Pada suatu kesempatan, ketika Sang Buddha sedang memberikan
khotbah di Vihara Veluvena, Devadatta datang kepadanya dan menyarankan bahwa
Sang Buddha kini telah menjadi tua, seharusnya tugas-tugas kepemimpinan Sangha
diserahkan kepada Devadatta. Tetapi Sang Buddha menolak permintaannya,
menegurnya, dan menyebutnya “penjilat lidah” (khelasika). Sejak saat itu,
Devadatta sangat membenci Sang Buddha. Ia bahkan berusaha membunuh Sang Buddha
sebanyak tiga kali, tetapi selalu gagal. Kemudian Devadatta mencoba taktik
lain. Kali ini ia datang ke hadapan Sang Buddha dan mengajukan lima peraturan
untuk para bhikkhu untuk dilakukan sepanjang hidupnya.
Ia mengajukan:
1.
Para bhikkhu harus tinggal di hutan.
2.
Para bhikkhu harus hidup dengan makanan yang
hanya diterima pada saat pindapatta.
3.
Mereka harus mengenakan jubah yang hanya terbuat
dari potongan kain yang diperoleh dari tumpukan sampah.
4.
Mereka harus berdiam di bawah pohon dan
5.
Mereka tidak boleh memakan ikan atau daging.
Sang Buddha tidak menolak terhadap peraturan tersebut dan
tidak keberatan terhadap siapa yang sanggup melakukannya, tetapi dengan berbagai
pertimbangan yang benar, Beliau tidak menetapkan peraturan itu untuk para
bhikkhu secara keseluruhan.
Devadatta menuntut bahwa peraturan yang diajukannya lebih
baik daripada peraturan yang telah ada, dan beberapa bhikkhu baru sepakat
dengannya.
Suatu hari, Sang Buddha bertanya kepada Devadatta apakah
benar bahwa ia berusaha membuat perpecahan dalam Sangha, dan ia mengakui bahwa
hal itu benar. Sang Buddha memperingatkannya bahwa perbuatan itu adalah suatu
perbuatan buruk yang serius, tetapi Devadatta tidak mempedulikan peringatan
itu. Setelah itu Devadatta bertemu dengan Ananda Thera pada saat berpindapatta
di Rajagaha, Devadatta berkata kepada Ananda Thera, “Ananda mulai hari ini,
saya akan melakukan kegiatan uposatha, dan menjalankan tugas-tugas Sangha secara
terpisah, tidak tergantung kepada Sang Buddha dan pasamuan bhikkhu-bhikkhu.”

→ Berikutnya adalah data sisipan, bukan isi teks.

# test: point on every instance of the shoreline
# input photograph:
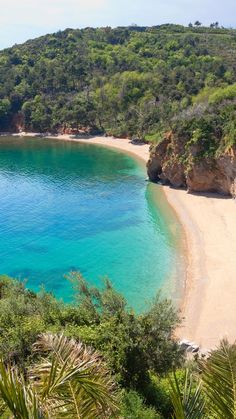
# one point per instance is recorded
(209, 224)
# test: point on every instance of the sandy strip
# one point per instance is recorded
(209, 306)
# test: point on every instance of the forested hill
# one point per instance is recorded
(126, 81)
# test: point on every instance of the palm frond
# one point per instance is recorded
(74, 376)
(17, 396)
(188, 403)
(219, 380)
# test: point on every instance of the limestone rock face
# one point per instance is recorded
(171, 164)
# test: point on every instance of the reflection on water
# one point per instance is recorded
(67, 206)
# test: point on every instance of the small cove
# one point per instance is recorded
(69, 206)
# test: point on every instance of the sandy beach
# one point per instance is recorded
(209, 223)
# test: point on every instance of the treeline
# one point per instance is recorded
(134, 81)
(97, 358)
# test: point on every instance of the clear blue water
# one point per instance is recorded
(66, 206)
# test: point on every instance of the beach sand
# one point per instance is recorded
(209, 222)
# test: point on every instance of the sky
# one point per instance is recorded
(26, 19)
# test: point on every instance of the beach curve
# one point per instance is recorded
(209, 222)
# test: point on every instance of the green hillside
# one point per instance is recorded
(134, 81)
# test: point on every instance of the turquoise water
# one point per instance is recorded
(66, 206)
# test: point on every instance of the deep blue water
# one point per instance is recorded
(66, 206)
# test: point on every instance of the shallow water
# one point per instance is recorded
(68, 206)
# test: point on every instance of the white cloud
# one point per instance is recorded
(46, 12)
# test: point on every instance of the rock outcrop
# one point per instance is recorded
(171, 162)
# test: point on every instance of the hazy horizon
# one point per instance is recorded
(20, 21)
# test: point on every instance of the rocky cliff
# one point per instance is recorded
(171, 162)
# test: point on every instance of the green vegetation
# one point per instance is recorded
(135, 370)
(136, 82)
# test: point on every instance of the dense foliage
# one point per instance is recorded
(134, 346)
(134, 81)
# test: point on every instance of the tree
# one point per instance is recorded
(69, 380)
(219, 380)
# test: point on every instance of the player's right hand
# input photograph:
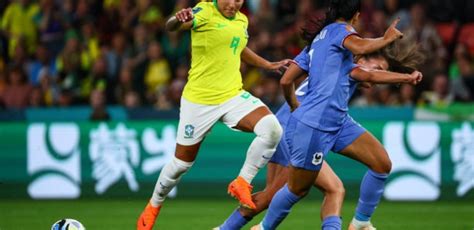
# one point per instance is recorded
(392, 33)
(184, 15)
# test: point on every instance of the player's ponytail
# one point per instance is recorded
(337, 9)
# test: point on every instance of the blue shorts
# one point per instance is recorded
(281, 154)
(307, 146)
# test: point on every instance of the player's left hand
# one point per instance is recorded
(416, 77)
(281, 66)
(294, 105)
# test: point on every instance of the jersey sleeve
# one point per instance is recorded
(202, 14)
(302, 59)
(343, 32)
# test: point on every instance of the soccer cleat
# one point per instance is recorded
(148, 217)
(361, 225)
(242, 191)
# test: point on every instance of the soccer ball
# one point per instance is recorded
(67, 224)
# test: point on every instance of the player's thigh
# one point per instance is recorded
(244, 111)
(369, 151)
(327, 180)
(279, 178)
(300, 180)
(195, 121)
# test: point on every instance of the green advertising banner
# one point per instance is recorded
(70, 160)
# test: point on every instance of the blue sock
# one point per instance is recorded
(332, 223)
(235, 221)
(371, 190)
(279, 208)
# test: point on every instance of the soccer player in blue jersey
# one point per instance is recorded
(321, 122)
(401, 59)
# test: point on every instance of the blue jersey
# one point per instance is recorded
(283, 114)
(330, 86)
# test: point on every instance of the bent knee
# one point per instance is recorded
(384, 167)
(269, 129)
(336, 189)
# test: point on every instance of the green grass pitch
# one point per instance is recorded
(205, 214)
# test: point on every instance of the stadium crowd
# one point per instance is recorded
(79, 52)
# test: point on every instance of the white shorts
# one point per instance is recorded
(196, 120)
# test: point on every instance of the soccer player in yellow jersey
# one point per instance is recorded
(214, 93)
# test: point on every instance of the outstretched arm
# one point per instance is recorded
(251, 58)
(293, 76)
(385, 77)
(359, 46)
(183, 20)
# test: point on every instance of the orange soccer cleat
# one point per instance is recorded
(242, 191)
(148, 217)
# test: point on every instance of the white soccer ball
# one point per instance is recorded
(67, 224)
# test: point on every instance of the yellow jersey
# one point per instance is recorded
(217, 43)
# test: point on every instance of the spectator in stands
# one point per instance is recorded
(421, 31)
(393, 11)
(150, 15)
(117, 55)
(18, 24)
(124, 86)
(49, 88)
(3, 81)
(406, 96)
(138, 58)
(17, 94)
(460, 72)
(98, 80)
(98, 105)
(72, 65)
(89, 40)
(132, 100)
(439, 96)
(36, 98)
(41, 65)
(51, 26)
(158, 73)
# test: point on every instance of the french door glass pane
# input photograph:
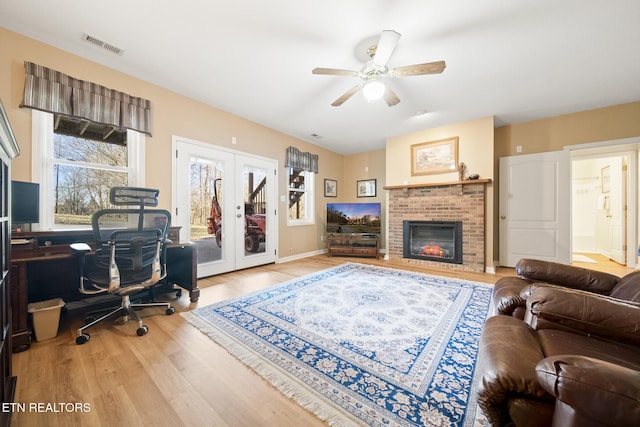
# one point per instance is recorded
(81, 191)
(206, 200)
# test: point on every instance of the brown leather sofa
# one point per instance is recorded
(563, 348)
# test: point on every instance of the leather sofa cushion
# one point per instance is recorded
(628, 288)
(566, 275)
(583, 312)
(555, 342)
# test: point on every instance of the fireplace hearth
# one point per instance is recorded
(433, 241)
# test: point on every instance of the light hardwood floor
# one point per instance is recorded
(174, 375)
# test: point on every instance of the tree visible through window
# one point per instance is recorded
(84, 170)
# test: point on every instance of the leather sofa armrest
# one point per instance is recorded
(508, 353)
(584, 312)
(507, 299)
(591, 391)
(566, 275)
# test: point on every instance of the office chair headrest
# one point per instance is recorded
(136, 196)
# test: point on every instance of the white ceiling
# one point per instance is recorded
(517, 60)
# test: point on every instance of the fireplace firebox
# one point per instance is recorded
(433, 240)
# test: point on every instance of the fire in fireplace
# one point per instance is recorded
(433, 240)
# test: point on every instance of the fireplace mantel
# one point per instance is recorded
(463, 201)
(438, 184)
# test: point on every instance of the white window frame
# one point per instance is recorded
(309, 202)
(42, 164)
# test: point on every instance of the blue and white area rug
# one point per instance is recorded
(358, 344)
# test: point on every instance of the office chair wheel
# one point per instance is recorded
(81, 339)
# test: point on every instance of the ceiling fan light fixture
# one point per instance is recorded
(373, 90)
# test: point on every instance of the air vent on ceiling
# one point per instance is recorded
(102, 44)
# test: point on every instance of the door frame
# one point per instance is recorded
(625, 146)
(234, 261)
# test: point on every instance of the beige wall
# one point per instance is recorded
(368, 165)
(173, 114)
(475, 149)
(480, 144)
(554, 133)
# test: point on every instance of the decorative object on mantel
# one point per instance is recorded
(366, 188)
(462, 171)
(439, 156)
(405, 187)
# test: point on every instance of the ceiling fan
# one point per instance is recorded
(376, 69)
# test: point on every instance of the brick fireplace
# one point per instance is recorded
(447, 202)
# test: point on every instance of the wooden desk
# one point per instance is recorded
(44, 268)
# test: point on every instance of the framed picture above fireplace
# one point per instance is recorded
(438, 156)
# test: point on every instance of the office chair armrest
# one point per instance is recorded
(80, 248)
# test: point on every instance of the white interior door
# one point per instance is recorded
(225, 203)
(534, 208)
(255, 211)
(618, 208)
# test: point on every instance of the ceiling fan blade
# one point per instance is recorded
(419, 69)
(386, 45)
(348, 94)
(390, 97)
(335, 72)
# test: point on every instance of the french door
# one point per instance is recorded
(225, 202)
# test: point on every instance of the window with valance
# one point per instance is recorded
(55, 92)
(302, 167)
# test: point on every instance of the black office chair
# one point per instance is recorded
(129, 256)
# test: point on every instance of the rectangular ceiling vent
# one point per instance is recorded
(102, 44)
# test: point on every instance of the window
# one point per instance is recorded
(76, 163)
(301, 197)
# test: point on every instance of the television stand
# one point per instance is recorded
(347, 244)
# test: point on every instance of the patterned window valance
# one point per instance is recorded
(55, 92)
(296, 159)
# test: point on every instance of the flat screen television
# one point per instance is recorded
(361, 218)
(25, 202)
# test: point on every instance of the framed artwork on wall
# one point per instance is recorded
(366, 188)
(330, 188)
(439, 156)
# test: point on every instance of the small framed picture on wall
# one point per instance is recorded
(330, 188)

Sekembalinya dari pindapatta, Ananda Thera memberitahu Sang Buddha apa yang
telah dikatakan oleh Devadatta.
Mendengar hal itu, Sang Buddha menjelaskan, “Devadatta
melakukan kesalahan yang sangat serius, perbuatan itu akan menyebabkan ia
terlahir ke alam neraka Avici. Bagi orang yang bersifat baik, sangatlah mudah
melakukan perbuatan baik dan sulit berbuat jahat, tetapi orang yang jahat
sangatlah mudah berbuat jahat dan sulit melakukan perbuatan baik. Memang, dalam
hidup ini adalah mudah untuk melakukan suatu yang tidak bermanfaat, tetapi
sulit untuk melakukan sesuatu yang baik dan bermanfaat.”
Kemudian Sang Buddha membabarkan syair 163 berikut:
Sungguh mudah untuk
melakukan hal-hal yang buruk dan tak bermanfaat, tetapi sungguh sulit untuk
melakukan hal-hal yang baik dan bermanfaat bagi diri sendiri.

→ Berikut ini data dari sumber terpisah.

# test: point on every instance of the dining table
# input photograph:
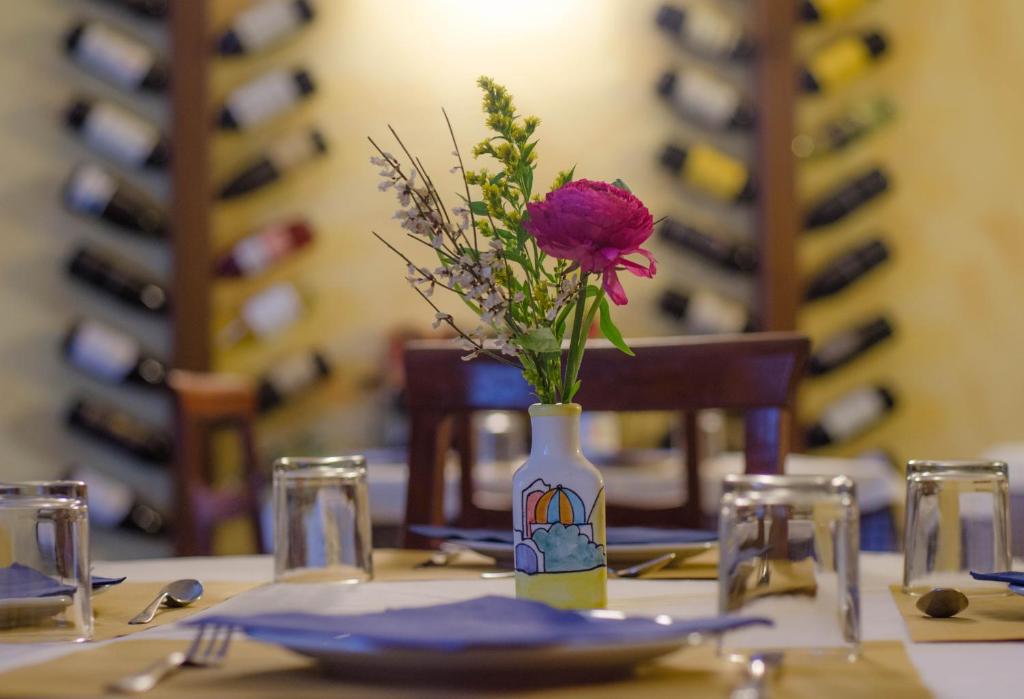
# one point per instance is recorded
(946, 669)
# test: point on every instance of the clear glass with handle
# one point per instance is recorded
(788, 548)
(322, 528)
(45, 583)
(957, 520)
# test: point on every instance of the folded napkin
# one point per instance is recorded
(17, 581)
(616, 536)
(483, 622)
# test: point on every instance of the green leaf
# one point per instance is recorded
(539, 340)
(609, 331)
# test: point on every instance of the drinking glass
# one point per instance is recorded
(788, 549)
(322, 530)
(957, 520)
(45, 584)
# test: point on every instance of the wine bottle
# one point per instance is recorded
(116, 57)
(844, 347)
(291, 377)
(115, 505)
(847, 199)
(119, 134)
(821, 11)
(108, 354)
(263, 25)
(121, 429)
(710, 170)
(859, 120)
(256, 253)
(846, 268)
(283, 155)
(842, 61)
(852, 414)
(156, 9)
(265, 97)
(117, 279)
(735, 257)
(266, 313)
(707, 312)
(93, 191)
(701, 28)
(707, 99)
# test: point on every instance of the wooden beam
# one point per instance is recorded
(190, 184)
(777, 226)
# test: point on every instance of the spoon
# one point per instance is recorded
(942, 603)
(639, 570)
(177, 594)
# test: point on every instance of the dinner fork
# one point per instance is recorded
(205, 651)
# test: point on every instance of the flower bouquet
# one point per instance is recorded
(537, 272)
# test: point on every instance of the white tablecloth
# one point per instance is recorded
(980, 669)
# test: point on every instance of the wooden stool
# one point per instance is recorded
(205, 402)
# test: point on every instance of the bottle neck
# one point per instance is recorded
(555, 436)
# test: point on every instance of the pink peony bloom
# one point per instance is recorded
(596, 225)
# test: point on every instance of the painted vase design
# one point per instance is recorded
(558, 516)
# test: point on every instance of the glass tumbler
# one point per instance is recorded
(45, 584)
(322, 530)
(788, 548)
(957, 520)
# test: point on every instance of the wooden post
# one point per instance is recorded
(778, 286)
(190, 241)
(190, 185)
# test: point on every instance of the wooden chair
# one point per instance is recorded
(756, 374)
(205, 402)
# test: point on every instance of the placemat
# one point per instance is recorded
(258, 671)
(988, 617)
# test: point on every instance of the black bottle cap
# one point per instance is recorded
(229, 44)
(76, 114)
(305, 9)
(808, 12)
(808, 83)
(887, 396)
(667, 83)
(305, 82)
(671, 18)
(73, 36)
(323, 365)
(873, 253)
(744, 117)
(225, 120)
(318, 140)
(673, 158)
(161, 155)
(876, 43)
(674, 304)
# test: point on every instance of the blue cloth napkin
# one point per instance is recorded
(1012, 576)
(483, 622)
(616, 536)
(17, 580)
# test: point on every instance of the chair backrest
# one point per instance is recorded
(756, 374)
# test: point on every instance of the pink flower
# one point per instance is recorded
(596, 225)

Kemudian pada hari Uposatha, Devadatta diikuti oleh lima
ratus bhikkhu-bhikkhu suku Vajji, memisahkan diri dari pasamuan Sangha, dan pergi
ke Gayasisa. Akan tetapi ketika dua murid utama, Sariputta dan Maha Moggallana
pergi menemui para bhikkhu pengikut Devadatta, dan berbicara kepada mereka.
Mereka menyadari kesalahannya, sehingga banyak di antara mereka yang kembali
bersama dua murid utama kepada Sang Buddha.